The mental model I keep in my head
Reasoning is the model thinking out loud before it speaks. For routine tasks, it's the verbal equivalent of someone clearing their throat for a long time before saying "okay." For multi-constraint tasks, it's the model arguing with itself before it commits, which is exactly what you want when the question is hard.
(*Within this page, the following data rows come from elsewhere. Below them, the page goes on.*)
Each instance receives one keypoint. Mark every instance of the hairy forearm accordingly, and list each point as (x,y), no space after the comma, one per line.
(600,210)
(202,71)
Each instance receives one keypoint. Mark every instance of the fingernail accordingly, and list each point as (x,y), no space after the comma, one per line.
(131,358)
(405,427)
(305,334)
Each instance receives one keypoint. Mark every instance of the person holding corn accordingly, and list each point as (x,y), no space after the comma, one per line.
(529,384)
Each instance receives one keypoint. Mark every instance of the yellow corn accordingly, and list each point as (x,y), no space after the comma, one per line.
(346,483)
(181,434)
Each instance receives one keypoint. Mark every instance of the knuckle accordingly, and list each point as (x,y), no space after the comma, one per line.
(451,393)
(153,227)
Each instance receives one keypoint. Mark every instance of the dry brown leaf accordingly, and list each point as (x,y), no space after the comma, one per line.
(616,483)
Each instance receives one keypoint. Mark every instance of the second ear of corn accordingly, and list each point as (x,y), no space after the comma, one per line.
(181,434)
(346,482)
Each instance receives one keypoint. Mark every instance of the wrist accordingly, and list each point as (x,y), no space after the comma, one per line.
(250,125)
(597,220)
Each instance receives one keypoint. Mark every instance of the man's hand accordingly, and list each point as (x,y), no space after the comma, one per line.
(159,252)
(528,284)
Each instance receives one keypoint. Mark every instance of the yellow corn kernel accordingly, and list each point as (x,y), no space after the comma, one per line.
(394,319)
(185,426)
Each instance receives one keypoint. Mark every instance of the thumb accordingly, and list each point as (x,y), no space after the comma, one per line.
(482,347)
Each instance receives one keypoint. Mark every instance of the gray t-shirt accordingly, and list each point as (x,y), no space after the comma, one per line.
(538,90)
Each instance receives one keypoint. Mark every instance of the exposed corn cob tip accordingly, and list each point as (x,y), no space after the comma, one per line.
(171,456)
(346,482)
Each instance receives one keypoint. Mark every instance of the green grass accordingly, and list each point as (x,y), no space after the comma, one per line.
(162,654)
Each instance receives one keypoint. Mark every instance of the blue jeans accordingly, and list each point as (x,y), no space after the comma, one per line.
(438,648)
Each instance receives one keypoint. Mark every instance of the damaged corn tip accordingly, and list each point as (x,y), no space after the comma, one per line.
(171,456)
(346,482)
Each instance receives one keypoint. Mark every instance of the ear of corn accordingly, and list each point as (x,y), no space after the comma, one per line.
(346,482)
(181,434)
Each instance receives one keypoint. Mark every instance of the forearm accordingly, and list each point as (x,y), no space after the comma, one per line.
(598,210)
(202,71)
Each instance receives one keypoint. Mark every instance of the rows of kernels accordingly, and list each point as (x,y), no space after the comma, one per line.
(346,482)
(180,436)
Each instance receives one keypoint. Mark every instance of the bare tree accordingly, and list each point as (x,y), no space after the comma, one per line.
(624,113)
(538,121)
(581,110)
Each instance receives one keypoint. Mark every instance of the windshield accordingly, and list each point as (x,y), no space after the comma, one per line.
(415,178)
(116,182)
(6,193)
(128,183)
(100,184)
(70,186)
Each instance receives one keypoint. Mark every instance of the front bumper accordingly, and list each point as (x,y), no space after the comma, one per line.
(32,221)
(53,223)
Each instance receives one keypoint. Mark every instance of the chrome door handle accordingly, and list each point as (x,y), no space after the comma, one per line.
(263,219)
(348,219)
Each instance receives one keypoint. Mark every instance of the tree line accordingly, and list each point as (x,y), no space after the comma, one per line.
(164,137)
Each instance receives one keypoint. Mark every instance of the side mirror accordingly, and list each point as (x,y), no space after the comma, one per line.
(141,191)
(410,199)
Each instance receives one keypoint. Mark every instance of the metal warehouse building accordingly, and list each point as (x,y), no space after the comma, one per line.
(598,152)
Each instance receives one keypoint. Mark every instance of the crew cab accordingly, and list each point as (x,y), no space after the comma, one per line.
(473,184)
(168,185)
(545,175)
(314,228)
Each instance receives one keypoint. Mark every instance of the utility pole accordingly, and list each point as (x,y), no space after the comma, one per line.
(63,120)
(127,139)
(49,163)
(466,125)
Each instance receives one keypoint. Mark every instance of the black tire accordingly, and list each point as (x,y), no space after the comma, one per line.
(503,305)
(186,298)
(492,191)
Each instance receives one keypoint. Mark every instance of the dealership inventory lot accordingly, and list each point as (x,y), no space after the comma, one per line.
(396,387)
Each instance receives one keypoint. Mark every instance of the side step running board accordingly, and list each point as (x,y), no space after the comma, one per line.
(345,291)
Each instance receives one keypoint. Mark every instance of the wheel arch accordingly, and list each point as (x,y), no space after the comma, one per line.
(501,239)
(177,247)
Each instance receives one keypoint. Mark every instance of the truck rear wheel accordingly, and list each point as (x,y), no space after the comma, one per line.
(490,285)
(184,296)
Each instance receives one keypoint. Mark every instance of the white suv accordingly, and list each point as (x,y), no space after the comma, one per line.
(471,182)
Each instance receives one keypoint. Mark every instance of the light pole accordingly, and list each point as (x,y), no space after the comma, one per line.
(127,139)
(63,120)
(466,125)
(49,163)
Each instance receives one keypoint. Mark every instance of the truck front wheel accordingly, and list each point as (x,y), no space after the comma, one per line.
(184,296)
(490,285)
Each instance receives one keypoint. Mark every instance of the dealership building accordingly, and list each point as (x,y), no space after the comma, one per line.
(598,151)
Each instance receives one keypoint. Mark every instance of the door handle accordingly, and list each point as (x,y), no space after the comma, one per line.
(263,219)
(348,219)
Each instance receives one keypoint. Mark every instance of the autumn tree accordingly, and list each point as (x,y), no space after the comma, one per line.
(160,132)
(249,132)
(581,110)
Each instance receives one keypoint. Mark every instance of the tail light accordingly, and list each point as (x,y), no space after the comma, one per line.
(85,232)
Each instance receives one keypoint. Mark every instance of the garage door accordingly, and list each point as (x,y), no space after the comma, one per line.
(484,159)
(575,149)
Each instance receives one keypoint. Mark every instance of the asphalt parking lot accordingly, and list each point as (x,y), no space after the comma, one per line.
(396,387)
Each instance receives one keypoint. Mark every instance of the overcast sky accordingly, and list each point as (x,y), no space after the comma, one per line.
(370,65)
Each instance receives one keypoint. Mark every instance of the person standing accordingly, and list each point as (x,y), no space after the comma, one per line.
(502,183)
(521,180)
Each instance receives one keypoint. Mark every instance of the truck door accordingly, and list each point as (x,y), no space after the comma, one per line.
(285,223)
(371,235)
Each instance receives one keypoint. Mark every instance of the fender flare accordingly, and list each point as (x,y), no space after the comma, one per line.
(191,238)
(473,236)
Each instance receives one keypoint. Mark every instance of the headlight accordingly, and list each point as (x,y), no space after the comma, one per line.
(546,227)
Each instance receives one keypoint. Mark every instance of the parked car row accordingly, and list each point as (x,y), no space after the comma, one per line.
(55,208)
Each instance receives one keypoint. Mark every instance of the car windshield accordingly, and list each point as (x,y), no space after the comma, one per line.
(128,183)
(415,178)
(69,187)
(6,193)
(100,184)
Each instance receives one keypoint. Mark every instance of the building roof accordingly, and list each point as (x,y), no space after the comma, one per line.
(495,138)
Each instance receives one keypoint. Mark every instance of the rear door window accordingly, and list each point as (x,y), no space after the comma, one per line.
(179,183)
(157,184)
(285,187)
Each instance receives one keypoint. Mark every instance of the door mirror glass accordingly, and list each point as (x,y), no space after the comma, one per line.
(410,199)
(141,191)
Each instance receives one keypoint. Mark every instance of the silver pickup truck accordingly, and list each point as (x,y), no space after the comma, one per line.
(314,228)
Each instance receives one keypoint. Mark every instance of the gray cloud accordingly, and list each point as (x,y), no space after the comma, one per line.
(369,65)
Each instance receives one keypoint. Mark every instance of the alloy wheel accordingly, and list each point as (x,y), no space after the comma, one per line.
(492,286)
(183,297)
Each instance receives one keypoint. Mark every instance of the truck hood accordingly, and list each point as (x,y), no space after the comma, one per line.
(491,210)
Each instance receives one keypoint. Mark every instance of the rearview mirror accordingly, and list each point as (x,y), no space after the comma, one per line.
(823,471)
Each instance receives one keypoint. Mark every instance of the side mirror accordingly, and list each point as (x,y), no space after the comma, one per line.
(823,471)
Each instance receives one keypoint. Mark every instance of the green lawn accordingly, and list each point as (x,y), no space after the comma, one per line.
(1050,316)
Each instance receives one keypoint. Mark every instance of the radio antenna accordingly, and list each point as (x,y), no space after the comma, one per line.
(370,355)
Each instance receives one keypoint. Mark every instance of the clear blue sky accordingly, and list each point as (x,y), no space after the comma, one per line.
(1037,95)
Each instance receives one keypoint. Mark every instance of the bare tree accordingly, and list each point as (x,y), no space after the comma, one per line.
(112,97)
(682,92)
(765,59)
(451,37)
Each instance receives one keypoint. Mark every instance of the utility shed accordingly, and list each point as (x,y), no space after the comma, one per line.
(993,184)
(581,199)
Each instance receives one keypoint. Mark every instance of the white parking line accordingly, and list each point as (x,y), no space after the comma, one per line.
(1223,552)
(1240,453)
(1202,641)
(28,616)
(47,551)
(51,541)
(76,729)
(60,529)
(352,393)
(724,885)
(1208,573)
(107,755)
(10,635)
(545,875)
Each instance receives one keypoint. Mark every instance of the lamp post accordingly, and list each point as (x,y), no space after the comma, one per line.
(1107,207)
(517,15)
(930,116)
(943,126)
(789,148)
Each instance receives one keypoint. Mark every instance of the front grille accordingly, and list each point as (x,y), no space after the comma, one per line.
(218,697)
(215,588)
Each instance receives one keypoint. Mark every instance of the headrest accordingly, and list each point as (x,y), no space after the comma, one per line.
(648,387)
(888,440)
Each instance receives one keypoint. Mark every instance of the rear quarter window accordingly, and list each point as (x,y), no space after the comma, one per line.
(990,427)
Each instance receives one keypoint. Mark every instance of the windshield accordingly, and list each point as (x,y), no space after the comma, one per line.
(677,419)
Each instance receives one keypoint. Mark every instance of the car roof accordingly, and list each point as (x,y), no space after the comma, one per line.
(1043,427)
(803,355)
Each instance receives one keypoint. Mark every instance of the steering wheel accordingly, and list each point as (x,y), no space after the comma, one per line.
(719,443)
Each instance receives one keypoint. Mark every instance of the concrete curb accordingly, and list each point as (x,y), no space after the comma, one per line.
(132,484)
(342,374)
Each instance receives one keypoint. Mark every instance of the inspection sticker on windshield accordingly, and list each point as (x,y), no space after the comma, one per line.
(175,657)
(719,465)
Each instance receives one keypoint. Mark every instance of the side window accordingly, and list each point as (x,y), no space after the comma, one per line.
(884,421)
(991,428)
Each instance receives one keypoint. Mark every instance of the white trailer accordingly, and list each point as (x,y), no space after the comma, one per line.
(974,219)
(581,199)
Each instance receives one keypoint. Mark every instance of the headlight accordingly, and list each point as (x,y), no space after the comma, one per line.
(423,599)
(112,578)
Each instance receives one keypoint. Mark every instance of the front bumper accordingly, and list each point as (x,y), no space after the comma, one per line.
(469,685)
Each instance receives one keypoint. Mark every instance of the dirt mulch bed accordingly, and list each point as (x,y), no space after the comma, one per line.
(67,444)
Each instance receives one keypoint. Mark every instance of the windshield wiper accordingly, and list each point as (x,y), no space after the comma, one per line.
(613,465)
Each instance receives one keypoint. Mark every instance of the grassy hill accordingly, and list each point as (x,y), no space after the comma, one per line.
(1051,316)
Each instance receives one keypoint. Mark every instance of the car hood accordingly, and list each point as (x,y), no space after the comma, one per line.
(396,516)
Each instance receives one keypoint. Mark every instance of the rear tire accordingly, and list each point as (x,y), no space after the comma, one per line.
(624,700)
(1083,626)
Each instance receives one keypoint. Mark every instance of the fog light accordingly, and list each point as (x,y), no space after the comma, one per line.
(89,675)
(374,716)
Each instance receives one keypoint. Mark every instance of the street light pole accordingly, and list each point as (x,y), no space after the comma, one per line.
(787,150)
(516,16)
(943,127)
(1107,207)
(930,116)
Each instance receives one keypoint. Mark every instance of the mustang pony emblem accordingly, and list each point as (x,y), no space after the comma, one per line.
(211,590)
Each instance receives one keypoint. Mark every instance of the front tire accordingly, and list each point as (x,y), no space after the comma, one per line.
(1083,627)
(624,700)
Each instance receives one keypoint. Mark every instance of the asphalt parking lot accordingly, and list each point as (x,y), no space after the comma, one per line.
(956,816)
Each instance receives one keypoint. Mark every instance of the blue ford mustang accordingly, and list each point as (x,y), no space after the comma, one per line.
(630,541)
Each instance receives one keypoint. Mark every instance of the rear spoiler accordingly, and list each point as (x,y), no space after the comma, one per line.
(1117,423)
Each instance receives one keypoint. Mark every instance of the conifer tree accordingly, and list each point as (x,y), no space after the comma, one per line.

The provider docs make this sound more exotic than it is. Anthropic's "extended thinking", OpenAI's "reasoning effort", Google's "thinking budget", xAI's "reasoning effort" — same idea, different knob names. The right question for any task isn't "should I use a reasoning model?" but "is this task one where the model needs to talk to itself first?"
A practical close
If you're picking models for a workflow, start without reasoning. Watch where the output is weakest — typically multi-constraint legal questions, ambiguous classification, anything where the model should be arguing with its first answer. Toggle reasoning on for those. Leave it off for everything else.
That's the rule I apply when I'm wiring a new agent into this site. Most things stay on the fast lane. The hard problems get the slow lane. The user toggle exists because some users know which is which, and the system shouldn't second-guess them.